Kedua, seorang wartawan harus pandai
mengungkapkan apa yang terlihat dan terdengar dalam bentuk tulisan yang nyaman
di baca dan dapat di pahami dengan mudah. Maka seorang calon wartawan hendaklah
berlatih mengasah keterampilan menulis.
Ketiga, seorang wartawan harus
banyak membaca. Membaca apapun yang sekiranya dapat menambah wawasan. Membaca
juga secara tak langsung dapat menambah kosa kata.

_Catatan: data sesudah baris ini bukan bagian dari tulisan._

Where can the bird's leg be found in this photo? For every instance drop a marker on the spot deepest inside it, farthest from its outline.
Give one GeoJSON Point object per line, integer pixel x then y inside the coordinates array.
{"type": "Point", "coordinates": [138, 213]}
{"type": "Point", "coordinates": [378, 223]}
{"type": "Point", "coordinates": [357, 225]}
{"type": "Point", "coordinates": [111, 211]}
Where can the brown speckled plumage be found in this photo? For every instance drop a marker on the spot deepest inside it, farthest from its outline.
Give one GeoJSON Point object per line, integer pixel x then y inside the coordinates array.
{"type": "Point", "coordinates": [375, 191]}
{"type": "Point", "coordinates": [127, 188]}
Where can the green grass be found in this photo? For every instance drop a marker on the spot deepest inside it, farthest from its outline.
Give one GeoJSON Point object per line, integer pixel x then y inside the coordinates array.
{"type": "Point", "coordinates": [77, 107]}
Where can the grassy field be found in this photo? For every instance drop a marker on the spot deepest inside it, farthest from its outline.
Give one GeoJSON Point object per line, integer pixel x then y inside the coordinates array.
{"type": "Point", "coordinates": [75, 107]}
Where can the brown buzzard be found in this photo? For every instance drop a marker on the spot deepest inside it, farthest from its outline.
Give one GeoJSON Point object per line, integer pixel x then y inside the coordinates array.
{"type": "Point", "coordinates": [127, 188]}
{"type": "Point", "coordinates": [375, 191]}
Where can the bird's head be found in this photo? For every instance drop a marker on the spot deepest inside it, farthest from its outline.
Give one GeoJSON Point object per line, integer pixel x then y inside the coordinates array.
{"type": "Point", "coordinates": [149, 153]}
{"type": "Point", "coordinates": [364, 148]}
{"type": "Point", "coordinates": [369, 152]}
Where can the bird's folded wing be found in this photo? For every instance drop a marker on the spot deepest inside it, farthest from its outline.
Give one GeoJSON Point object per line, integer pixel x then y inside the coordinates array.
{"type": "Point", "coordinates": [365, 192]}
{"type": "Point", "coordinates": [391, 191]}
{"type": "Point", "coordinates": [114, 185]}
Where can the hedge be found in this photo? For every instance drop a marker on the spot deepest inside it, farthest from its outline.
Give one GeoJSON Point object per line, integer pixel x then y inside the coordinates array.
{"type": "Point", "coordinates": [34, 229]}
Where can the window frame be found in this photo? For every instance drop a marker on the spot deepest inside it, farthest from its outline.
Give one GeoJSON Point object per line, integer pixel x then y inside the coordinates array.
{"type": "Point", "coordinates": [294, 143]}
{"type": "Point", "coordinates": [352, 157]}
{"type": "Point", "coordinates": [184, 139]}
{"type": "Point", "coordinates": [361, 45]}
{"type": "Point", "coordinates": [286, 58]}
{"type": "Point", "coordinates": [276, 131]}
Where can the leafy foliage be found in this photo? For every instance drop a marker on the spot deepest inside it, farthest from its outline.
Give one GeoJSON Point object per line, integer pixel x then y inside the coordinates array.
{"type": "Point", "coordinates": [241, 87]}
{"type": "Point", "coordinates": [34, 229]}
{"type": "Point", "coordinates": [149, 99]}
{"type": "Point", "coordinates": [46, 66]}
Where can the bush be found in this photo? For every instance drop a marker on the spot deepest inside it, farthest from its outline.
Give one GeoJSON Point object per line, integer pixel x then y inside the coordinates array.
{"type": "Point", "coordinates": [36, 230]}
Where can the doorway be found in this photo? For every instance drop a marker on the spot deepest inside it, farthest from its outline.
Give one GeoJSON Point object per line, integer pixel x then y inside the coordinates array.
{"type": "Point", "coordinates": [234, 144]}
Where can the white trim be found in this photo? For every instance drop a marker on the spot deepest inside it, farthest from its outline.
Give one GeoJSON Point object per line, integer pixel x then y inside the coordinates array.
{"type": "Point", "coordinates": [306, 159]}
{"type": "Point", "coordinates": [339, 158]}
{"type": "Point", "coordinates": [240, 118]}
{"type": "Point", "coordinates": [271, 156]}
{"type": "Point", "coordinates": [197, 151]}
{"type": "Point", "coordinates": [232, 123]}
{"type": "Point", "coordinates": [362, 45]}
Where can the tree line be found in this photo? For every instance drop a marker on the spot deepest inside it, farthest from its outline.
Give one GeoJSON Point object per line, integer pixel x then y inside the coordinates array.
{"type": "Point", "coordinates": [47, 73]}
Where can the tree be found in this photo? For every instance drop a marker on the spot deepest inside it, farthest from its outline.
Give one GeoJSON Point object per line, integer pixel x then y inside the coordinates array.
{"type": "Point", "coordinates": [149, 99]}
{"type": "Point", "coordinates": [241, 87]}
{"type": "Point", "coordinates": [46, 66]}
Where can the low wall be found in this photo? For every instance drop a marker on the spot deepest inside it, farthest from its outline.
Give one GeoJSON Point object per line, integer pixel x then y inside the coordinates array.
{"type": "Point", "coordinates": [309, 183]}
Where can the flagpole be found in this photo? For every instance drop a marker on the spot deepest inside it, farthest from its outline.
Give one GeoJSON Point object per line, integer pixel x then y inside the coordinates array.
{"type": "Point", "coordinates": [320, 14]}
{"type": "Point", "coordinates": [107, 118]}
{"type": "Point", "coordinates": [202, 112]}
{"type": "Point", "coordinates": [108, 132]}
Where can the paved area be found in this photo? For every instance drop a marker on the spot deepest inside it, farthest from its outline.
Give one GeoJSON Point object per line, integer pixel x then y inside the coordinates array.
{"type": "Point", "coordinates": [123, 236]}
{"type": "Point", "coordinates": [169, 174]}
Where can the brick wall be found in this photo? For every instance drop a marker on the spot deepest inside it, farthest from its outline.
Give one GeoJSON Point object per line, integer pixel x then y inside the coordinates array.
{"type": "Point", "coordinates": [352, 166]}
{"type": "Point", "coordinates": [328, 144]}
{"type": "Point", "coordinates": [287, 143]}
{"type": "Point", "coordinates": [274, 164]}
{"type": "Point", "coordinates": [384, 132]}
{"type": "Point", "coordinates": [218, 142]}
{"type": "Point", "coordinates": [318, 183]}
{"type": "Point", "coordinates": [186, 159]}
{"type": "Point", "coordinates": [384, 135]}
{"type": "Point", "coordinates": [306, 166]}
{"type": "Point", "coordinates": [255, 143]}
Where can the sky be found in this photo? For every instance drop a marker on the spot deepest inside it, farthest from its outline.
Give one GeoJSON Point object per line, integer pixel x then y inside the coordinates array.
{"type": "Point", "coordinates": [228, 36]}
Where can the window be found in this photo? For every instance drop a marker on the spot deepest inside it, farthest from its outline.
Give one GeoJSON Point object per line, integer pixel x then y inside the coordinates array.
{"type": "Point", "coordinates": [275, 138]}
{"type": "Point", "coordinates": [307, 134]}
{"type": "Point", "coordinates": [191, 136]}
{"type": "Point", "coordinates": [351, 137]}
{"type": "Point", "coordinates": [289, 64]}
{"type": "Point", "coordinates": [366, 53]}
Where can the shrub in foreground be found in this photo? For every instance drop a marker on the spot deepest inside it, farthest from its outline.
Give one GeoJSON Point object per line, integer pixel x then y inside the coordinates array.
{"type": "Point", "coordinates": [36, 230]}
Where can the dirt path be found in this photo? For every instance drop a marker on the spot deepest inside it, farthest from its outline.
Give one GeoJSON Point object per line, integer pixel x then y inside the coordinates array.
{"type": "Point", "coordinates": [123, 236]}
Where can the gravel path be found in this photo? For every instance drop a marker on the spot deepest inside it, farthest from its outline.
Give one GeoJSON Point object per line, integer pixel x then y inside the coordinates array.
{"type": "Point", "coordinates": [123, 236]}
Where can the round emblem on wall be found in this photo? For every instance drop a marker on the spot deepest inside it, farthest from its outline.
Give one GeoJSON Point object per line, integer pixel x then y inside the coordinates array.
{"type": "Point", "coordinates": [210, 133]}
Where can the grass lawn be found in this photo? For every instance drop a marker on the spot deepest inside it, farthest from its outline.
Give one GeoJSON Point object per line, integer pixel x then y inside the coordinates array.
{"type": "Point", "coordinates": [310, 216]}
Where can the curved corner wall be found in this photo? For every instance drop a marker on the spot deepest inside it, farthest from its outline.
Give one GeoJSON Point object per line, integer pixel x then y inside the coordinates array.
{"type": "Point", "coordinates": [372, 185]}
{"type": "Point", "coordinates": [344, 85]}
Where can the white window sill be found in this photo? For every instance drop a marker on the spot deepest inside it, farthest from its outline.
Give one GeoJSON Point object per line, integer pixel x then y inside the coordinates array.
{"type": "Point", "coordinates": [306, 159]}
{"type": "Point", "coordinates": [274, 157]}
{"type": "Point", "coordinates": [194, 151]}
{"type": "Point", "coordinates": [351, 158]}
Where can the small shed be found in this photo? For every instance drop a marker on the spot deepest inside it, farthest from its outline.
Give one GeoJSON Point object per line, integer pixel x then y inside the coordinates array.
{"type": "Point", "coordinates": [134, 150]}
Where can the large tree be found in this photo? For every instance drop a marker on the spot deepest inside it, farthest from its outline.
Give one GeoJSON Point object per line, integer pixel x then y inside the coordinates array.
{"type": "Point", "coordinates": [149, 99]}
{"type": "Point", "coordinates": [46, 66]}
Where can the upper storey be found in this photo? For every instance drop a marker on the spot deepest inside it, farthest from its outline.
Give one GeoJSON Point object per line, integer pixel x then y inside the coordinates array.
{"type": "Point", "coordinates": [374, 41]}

Keempat, Walaupun seorang wartawan
punya banyak pengetahuan, tapi sebaiknya tidak sok tahu . Alangkah bijaknya jika lebih banyak
mendengarkan dari pada berbicara.
Yang terakhir, yakini dalam hati
bahwa seorang wartawan itu akan miskin harta. Namun kaya dengan wawasan dan
pengalaman.
Begitu satu dua patah kata yang di
berikan H. Usep kepada kami selaku calon jurnalis di masa yang akan datang.